On 6 June 1944, 19-year-old Jock Hutton parachuted into a wheat field in Normandy.

And now, 70 years later, the 89-year-old Second World War veteran is to recreate the jump to mark the anniversary of D-Day.

The Scotsman will take part in a tandem jump with one of the Red Devils during the drop at Ranville – to land in that very same field that he touched down in as a member of the 13th Battalion of the Parachute Regiment, part of the British 6th Airborne Division.

Mr Hutton will be among hundreds of D-Day veterans who are in Normandy for a series of events marking the 70th anniversary of the greatest military invasion in history.

A huge security operation has swung into operation as 17 heads of state, including the Queen, prepare to arrive in northern France.

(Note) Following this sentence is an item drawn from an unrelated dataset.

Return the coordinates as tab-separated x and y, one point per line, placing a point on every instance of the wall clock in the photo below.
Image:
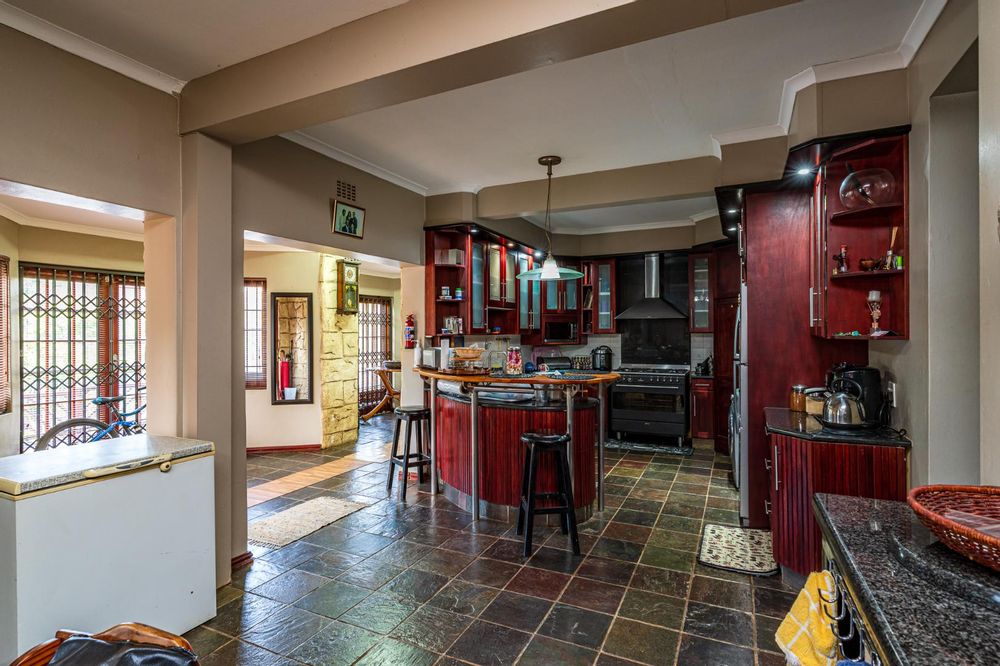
347	286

More than 650 ex-servicemen are said to have travelled to commemorate the invasion which changed history.

The commemorative parachute drop by British, American, French and Canadian troops will be witnessed by Prince Charles, the colonel-in-chief of the Parachute Regiment.

But this second jump is set to be a far different experience for Mr Hutton.

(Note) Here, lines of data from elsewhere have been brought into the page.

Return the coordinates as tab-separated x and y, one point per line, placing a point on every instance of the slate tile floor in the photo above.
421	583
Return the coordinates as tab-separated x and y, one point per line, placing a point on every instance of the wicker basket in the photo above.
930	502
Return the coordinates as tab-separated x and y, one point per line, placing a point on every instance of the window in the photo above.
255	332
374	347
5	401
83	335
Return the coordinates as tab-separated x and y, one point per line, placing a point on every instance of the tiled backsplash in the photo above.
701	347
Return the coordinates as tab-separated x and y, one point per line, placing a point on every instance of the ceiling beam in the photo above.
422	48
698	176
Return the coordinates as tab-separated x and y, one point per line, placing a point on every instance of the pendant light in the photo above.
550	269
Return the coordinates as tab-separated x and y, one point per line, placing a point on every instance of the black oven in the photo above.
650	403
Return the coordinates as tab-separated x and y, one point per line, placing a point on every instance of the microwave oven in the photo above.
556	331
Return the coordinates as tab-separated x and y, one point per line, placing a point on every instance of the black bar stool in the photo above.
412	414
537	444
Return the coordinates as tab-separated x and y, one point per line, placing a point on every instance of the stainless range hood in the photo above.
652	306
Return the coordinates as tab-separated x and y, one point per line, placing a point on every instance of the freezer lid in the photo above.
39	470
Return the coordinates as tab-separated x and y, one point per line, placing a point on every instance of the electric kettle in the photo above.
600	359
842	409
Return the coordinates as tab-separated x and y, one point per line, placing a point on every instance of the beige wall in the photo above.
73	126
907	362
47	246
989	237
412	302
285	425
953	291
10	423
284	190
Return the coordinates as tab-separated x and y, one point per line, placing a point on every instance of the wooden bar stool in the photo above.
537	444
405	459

“[It] should be cushy,” Mr Hutton told The Telegraph.

“All I have to do is put my feet up.”

On that day in 1944, most of the 13th Battalion landed as planned near the Orne river, where it was their job to seize and destroy bridges to prevent a counter-attack by the Germans.

“We thought we could handle anything – we were all jacked up,” Mr Hutton told The Telegraph.

“I must say that I felt in command of the situation. On landing, I thought, ‘This is great’. The battalion CO had a good idea and took his hunting horn with him to signal where we should gather. You could hear it above the sound of the battle.”

Mr Hutton was wounded by shrapnel to the stomach two and a half weeks later and evacuated to a hospital near Stoke - that piece of metal still remains in his body decades later.

“To this day I can still feel it,” he said.

“It comes to the surface and then goes away. I’ve had it for 70 years. My wee friend!”

Mr Hutton is now a grandfather, but his friends are dead so he will be “on my own” at this year's D Day memorial.

“But I’m happy,” he said. “I’ve been lucky. I’ve had a different life.”